A 58-Year-Old Man with Foot Numbness Following a Car Accident


Extraskeletal myxoid chondrosarcoma is a rare soft-tissue malignancy that is twice as common in men than in women and typically presents in the sixth decade of life. It very rarely presents in the foot or ankle and, as a result, is not commonly in the differential of patients presenting with foot pain.

In comparison, Charcot arthropathy is a disease process characterized by fractures and dislocations resulting from decreased sensation. This lack of sensation can allow repetitive, unnoticed microtrauma to occur, predominantly in the weight-bearing portions of the joints. If these microtraumas do not heal, they can lead to degenerative joint disease, fractures, dislocations, and collapse of the arch (for example, Fig. 5). This condition is often associated with poorly controlled diabetes but can arise from other neuropathic conditions.

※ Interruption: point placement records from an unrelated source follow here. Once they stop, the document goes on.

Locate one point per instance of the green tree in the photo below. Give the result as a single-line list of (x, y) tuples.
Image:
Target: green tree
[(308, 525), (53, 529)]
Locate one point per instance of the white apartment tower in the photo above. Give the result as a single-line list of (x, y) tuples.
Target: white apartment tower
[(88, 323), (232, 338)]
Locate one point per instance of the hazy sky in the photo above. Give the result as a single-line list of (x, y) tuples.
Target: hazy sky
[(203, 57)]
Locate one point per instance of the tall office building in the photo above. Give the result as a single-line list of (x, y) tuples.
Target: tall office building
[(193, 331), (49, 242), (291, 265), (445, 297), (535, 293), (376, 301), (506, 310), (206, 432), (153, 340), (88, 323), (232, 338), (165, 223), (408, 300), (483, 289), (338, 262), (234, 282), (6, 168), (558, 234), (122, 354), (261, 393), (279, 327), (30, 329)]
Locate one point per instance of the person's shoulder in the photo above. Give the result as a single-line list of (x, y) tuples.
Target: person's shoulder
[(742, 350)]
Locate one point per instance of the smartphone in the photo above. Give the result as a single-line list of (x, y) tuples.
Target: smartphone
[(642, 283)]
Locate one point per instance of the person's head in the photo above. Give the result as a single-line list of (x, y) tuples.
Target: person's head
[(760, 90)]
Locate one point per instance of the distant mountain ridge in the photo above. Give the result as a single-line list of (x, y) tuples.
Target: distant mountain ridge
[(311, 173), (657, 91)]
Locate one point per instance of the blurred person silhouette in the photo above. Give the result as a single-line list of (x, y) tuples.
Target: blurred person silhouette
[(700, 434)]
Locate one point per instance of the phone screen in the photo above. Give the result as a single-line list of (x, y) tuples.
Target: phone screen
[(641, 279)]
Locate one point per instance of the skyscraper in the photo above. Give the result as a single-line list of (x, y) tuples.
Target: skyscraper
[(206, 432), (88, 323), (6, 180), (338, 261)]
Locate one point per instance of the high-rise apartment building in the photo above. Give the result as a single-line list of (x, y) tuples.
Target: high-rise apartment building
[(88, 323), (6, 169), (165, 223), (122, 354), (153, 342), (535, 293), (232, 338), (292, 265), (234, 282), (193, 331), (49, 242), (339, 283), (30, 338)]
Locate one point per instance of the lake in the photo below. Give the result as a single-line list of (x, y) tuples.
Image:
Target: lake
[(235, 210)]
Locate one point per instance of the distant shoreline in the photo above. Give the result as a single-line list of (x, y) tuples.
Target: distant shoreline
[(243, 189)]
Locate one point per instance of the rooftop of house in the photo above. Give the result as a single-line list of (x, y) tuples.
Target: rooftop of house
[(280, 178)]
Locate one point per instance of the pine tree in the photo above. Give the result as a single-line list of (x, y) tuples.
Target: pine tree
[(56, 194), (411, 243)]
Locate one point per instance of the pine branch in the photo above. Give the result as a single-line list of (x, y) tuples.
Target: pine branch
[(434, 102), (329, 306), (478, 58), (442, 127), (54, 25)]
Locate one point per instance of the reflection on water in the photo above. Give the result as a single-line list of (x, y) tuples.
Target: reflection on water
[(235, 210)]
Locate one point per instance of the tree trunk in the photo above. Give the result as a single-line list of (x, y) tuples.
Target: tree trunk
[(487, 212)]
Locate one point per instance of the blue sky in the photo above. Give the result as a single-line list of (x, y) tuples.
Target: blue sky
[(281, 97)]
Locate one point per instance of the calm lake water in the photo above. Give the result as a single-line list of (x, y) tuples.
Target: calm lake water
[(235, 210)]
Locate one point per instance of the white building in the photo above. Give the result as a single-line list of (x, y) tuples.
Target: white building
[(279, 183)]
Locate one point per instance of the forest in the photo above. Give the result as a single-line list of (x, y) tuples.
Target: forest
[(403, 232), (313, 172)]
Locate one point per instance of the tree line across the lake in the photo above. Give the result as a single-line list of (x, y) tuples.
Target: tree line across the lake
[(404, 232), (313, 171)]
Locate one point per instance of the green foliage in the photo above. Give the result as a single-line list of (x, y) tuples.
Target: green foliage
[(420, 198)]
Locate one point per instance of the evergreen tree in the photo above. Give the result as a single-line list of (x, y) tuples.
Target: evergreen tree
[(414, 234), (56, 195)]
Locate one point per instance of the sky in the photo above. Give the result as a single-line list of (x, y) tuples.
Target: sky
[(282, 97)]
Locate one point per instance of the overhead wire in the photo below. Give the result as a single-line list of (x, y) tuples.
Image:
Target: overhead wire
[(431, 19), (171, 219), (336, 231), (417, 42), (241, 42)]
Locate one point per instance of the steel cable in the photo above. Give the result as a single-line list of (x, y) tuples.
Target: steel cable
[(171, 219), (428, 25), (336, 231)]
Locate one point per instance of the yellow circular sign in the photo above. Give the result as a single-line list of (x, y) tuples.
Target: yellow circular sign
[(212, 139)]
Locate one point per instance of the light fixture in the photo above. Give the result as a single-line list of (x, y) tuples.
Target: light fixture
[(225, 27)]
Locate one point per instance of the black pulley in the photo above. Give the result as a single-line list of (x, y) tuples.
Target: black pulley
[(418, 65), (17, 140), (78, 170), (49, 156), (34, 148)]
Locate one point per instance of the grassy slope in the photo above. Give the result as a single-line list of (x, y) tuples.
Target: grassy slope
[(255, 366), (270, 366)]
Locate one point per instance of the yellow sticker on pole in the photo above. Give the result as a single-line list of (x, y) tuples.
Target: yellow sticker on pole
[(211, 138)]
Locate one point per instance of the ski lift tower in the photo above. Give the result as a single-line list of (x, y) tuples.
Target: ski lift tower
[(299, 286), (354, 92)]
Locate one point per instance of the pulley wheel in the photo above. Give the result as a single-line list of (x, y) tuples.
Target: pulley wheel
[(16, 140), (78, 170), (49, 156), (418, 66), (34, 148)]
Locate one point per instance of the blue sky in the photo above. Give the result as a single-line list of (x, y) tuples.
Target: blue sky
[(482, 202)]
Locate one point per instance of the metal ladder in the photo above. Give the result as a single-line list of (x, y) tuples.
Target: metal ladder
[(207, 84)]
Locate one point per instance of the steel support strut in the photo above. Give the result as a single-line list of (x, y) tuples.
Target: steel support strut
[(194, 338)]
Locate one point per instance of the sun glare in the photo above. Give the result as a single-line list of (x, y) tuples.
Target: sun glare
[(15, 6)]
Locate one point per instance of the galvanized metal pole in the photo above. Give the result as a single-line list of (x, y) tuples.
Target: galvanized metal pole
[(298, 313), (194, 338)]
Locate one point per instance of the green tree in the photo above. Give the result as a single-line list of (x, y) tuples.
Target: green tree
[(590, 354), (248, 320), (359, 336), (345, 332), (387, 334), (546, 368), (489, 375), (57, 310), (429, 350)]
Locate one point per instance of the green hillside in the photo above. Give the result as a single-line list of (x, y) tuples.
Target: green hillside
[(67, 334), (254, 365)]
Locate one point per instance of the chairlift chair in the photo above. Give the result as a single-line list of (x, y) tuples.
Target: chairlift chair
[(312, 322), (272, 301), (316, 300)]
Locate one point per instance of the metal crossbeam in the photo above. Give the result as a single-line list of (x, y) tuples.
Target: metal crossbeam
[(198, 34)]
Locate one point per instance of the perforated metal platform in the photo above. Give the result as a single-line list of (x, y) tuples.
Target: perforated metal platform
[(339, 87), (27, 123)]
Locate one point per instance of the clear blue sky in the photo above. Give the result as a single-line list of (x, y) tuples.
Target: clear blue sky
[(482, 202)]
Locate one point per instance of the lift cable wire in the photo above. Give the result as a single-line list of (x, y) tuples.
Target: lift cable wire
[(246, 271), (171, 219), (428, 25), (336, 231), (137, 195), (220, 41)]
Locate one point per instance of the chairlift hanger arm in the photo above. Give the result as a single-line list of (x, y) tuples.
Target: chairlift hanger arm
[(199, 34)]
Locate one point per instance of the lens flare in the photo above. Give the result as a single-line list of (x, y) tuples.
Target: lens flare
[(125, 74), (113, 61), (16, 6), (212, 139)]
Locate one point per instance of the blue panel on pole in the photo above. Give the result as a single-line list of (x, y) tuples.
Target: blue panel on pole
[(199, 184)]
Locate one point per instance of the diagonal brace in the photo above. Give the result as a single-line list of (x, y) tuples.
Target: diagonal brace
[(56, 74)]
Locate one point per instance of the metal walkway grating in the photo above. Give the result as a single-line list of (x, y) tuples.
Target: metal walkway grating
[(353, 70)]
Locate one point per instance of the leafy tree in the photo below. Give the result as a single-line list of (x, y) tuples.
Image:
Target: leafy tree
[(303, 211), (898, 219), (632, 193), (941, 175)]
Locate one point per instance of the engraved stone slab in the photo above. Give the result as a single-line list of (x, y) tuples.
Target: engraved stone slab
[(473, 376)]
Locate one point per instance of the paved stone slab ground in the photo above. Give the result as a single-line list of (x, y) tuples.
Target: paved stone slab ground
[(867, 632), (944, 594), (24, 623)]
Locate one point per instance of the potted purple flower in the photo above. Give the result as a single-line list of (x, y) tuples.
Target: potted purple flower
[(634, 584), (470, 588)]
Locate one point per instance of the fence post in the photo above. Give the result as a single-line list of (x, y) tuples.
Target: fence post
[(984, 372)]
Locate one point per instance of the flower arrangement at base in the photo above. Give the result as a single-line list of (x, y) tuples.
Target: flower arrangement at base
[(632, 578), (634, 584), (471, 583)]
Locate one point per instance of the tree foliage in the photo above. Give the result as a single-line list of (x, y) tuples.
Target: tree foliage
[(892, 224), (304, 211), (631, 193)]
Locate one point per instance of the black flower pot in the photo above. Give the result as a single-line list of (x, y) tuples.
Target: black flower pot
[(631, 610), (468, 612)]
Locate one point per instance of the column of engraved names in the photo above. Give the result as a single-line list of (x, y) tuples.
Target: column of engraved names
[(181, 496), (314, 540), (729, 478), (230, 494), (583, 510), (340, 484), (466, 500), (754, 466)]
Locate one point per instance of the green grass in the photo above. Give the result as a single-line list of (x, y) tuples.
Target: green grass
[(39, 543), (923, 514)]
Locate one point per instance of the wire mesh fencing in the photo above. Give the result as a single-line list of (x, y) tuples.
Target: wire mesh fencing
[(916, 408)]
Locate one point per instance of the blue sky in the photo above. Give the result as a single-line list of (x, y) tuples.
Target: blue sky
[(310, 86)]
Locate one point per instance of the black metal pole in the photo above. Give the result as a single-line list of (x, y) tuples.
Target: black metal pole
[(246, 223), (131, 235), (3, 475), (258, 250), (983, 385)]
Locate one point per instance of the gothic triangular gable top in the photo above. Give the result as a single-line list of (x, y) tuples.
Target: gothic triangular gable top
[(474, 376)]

Extracellular myxoid chondrosarcoma is a rare neoplasm with a scarcity of information concerning its origin, epidemiology, risk factors, and treatment. The mean age of presentation is in the sixth decade of life, with a male predominance of 2:1. MRI is the preferred imaging modality and typically shows a poorly circumscribed, nodular mass ranging from 3 to 40 cm in maximal diameter. Histopathology is typically needed for diagnosis and shows characteristics of cartilage within a myxoid stroma. A t(9; 22) (q22; 12.2) genetic translocation joins the genes EWSR1 and NR4A3 and is often associated with extracellular myxoid chondrosarcoma, although other possible translocations exist. The current standard treatment is local excision. External beam radiation therapy has also proven to be effective. It is often used as an adjuvant in the postoperative period. Trials of chemotherapy have demonstrated poor results.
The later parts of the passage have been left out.